The Consumer Electronics Show, CES, if not a physical realization of science fiction, may be a portal into the future. Where else would you hear of a land-based aircraft carrier?
Even with the blizzard of press releases from companies exhibiting at CES 2025, Expeng AeroHT flies out. Flying cars may be passé for CES veterans (the company displayed its first flying car at CES 2024), but even the most jaded tech journalist will have to admit that a two-seat chopper stored in the back of a 6-wheel Cybertruck-looking vehicle is a first.

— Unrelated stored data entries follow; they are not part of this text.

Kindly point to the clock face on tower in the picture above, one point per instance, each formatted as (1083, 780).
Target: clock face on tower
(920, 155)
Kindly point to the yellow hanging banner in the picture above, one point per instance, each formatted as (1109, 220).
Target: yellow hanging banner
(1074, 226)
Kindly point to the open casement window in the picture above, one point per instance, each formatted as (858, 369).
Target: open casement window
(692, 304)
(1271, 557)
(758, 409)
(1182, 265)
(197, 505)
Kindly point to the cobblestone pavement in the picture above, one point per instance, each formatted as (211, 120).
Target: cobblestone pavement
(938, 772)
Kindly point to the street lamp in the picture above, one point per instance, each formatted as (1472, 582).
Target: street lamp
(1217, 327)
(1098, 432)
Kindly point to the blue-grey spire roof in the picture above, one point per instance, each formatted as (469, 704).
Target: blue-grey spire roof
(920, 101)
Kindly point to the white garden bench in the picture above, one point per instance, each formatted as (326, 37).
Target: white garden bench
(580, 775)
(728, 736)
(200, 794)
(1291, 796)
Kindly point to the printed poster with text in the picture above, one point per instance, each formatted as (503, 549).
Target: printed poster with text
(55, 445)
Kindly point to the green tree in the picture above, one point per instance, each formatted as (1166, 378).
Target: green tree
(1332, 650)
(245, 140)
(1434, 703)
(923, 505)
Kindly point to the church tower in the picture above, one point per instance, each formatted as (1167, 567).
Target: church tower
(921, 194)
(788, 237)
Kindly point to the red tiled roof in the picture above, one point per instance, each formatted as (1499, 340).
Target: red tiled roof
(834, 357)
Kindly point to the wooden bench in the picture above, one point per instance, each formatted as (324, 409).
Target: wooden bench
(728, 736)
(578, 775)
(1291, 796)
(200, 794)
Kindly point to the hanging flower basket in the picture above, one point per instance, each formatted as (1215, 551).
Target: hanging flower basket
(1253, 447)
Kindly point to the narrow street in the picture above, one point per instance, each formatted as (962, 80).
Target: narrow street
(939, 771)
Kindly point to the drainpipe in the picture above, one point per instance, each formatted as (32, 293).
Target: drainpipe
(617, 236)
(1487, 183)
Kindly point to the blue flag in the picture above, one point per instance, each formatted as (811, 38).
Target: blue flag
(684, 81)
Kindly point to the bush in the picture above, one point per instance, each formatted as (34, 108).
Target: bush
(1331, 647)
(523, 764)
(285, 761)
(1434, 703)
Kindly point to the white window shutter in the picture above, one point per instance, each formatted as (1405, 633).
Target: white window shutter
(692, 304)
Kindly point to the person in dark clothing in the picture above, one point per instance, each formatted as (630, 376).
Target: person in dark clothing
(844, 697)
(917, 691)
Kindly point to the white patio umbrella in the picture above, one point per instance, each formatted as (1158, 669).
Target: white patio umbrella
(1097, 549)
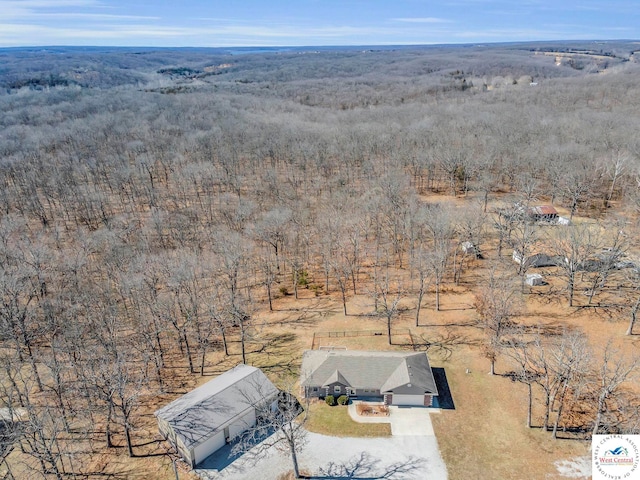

In a video, we see the Land Aircraft Carrier in CG. It automatically unloads the six-rotor aircraft, which unfurls its rotor blades and takes off with a pilot and a passenger.
Pilots of fixed-wing aircraft will make fools of themselves trying to fly helicopters, but Expeng AeroHT says that an ordinary person can learn to fly their chopper in 5 minutes and master it in 3 hours.
The company will be previewing it to the media at the Las Vegas Convention Center at CES 2025. As it is indoors, I expect we won’t see it fly.
One might dismiss the “land carrier” as outlandish, unlikely to pass aircraft regulations in the US and the EU and relegated to airspace over countries where dollar-billionaires flaunt their wealth over millions less fortunate. Still, we can no longer dismiss China’s commitment to EVs and with Xpeng AeroHT, to the new air mobility. The company had its first flying car prototype in 2016 and has since managed to get what looks like a full-size car off the ground. It has rolled out a super-futuristic eVTOL (electric vertical takeoff and landing) aircraft that keeps its blades tucked under its back (like a ladybug but sleeker), converting Transformer style into a quadcopter. That’s radical. To have cameras instead of side view mirrors and a pillar-to-pillar LED display is to be expected.
Xpeng AeroHT will be taking advanced orders by year-end and promises to ship by the end of next year. Cost: 2 million yuan ($280,000).